Construction on the dam began in 1972 and finished in 1977. The dam is used for flood control, water conservation, recreational use, as well as fish and wildlife habitat. With surface area of 18,820 acres the storage capacity of Granger Dam is 561,100 acre-feet the dam is also a tourist site. There is approximately 10,800 acres of wildlife management areas that surround this lake as well.

==Fish population==
Granger Lake has been stocked with species of fish intended to improve the utility of the reservoir for recreational fishing. Fish present in Granger Lake include catfish, white bass, and crappie.

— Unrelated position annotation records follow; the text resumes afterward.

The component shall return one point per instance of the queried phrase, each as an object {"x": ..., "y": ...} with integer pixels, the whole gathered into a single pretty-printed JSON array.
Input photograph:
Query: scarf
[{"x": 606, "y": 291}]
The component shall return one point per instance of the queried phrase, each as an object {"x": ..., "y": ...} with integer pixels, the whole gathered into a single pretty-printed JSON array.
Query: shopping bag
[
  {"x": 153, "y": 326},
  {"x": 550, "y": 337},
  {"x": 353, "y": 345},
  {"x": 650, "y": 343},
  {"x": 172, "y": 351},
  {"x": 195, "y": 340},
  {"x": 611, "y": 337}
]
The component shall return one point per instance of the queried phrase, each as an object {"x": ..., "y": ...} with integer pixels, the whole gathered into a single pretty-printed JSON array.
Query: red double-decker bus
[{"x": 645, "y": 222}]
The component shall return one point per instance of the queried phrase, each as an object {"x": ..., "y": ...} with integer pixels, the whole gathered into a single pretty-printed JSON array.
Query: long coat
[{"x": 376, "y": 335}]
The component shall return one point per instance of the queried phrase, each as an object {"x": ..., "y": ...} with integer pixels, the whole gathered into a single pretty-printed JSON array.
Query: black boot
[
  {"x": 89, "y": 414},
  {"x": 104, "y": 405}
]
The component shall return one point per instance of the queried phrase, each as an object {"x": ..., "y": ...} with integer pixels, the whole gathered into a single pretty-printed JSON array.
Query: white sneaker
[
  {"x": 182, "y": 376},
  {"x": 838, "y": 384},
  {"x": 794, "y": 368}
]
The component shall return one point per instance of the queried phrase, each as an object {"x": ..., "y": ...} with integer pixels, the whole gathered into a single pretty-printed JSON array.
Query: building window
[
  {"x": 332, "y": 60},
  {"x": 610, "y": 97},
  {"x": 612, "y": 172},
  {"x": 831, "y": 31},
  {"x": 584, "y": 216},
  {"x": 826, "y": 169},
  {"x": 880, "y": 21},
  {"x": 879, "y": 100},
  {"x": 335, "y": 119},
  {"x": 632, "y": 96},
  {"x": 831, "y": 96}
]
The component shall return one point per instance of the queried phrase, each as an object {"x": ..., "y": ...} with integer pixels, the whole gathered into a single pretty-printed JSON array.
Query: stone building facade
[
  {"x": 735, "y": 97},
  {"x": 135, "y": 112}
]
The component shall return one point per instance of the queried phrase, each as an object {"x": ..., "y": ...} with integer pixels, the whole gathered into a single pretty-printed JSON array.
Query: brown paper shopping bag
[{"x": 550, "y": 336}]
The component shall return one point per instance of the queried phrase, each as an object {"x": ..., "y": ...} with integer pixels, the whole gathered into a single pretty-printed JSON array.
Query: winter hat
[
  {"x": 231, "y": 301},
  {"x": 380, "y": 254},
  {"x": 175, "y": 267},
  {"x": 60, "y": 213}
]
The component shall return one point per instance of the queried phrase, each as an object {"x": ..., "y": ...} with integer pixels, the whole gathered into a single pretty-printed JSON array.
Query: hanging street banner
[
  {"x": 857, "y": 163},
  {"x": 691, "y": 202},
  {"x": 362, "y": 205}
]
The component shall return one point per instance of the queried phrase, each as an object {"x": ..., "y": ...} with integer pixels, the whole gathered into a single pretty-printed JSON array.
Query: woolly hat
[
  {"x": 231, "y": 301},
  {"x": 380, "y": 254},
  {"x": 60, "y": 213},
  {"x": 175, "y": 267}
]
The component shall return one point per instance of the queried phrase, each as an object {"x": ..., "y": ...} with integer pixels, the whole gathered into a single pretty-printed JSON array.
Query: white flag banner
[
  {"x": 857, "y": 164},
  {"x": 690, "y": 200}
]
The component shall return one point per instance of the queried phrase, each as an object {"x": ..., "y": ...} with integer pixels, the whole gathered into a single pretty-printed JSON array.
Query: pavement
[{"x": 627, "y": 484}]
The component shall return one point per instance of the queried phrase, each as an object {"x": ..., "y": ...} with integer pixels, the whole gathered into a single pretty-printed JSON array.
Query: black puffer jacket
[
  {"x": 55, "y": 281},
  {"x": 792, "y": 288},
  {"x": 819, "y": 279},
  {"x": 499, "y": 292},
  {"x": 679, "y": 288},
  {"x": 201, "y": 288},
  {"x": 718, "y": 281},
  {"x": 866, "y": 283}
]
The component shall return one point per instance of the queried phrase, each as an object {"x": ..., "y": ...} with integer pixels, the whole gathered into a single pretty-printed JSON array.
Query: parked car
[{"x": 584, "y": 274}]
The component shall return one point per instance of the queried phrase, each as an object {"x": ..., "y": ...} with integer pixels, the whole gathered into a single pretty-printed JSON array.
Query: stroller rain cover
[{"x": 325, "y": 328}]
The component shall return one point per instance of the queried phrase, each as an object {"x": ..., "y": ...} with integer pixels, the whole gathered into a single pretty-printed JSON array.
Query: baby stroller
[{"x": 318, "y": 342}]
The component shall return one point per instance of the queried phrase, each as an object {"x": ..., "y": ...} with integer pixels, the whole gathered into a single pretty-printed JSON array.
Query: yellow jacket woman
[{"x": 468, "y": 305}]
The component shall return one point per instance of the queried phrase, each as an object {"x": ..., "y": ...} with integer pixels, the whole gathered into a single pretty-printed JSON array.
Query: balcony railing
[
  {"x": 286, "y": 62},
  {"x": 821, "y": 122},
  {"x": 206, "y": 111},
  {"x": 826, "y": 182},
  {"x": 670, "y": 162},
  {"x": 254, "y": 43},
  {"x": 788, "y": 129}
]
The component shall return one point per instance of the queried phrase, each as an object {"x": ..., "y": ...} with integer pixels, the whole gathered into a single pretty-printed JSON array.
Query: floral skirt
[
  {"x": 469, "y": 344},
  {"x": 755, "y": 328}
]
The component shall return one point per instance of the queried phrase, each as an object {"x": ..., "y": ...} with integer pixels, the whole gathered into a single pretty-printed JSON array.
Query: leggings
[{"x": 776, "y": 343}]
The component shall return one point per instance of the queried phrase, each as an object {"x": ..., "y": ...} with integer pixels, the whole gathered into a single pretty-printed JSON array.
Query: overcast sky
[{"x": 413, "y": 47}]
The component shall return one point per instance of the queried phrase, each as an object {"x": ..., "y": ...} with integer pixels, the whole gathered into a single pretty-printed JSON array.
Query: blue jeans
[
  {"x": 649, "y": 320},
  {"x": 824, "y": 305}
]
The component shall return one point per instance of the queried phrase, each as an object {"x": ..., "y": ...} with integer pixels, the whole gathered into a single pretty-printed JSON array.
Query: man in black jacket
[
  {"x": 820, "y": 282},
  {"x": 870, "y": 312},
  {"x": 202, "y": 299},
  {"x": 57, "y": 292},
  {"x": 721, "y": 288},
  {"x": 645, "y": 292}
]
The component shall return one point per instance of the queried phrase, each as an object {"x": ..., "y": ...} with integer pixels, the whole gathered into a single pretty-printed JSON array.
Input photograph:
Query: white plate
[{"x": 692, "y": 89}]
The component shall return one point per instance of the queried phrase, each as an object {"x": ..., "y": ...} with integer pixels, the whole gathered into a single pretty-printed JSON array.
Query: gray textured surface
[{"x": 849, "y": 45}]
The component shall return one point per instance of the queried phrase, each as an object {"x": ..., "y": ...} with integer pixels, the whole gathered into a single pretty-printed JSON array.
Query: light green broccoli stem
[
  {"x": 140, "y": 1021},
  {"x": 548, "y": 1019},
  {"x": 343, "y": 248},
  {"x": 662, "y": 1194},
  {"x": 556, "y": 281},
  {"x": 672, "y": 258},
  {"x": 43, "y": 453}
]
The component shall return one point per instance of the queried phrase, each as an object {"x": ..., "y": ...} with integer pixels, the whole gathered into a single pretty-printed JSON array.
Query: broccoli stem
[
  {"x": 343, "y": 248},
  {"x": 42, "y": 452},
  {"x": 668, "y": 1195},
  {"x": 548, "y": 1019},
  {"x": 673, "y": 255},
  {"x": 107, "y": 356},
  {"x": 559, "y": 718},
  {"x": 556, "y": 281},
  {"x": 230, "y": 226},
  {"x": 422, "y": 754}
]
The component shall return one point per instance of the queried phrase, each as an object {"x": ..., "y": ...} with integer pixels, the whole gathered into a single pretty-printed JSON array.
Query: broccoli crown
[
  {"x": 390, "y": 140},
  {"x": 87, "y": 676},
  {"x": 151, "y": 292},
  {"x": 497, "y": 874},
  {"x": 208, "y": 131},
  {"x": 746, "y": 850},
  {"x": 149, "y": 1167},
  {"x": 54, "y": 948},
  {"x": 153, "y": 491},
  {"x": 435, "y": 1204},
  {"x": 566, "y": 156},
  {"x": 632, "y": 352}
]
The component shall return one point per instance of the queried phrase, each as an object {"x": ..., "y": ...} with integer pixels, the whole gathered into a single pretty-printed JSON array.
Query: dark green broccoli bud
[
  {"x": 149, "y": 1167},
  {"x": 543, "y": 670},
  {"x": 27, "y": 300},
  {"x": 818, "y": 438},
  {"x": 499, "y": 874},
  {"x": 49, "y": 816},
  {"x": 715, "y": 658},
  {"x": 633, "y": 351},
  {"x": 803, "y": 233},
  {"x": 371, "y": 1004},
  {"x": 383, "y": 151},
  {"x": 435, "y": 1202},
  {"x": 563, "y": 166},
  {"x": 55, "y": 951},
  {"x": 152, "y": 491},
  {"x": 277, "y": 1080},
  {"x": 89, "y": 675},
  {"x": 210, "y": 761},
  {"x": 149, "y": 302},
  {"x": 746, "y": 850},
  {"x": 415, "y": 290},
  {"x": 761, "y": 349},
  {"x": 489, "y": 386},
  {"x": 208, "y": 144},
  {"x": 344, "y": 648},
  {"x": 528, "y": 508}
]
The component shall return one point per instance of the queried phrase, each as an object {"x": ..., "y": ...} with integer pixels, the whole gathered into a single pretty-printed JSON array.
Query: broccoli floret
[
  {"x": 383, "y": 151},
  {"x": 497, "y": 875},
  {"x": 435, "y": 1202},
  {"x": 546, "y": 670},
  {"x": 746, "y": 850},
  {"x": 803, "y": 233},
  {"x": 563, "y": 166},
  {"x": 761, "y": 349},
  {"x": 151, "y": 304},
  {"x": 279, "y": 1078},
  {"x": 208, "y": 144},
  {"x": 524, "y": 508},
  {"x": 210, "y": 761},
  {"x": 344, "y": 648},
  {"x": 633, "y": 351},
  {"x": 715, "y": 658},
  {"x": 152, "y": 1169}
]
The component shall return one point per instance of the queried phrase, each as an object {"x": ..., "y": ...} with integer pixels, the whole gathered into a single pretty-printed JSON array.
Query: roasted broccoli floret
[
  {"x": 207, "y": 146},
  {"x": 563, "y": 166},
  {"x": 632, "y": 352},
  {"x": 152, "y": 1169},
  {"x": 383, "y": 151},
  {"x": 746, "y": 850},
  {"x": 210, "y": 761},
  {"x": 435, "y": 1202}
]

Zebra, Quagga, and mussels are an invasive species that are able to attach themselves to boats and can be spread through anthropogenic sources. Granger Lake is one of two lakes in the San Gabriel River Basin that is found to have this infestation.

==Recreational uses==
In addition to maintaining the dam that creates the reservoir, the U.S. Army Corps of Engineers maintains recreational facilities at the lake. Taylor Park, Willis Creek Park, and Wilson H. Fox Park include day use areas for picnics and boat ramps for lake access. Overnight camping at both improved and primitive sites is permitted. Several designated wildlife areas border the lake, including Pecan Grove Wildlife Area, San Gabriel Wildlife Area, Sore Finger Wildlife Area, and Willis Creek Wildlife Area. Boating and fishing are popular for this area.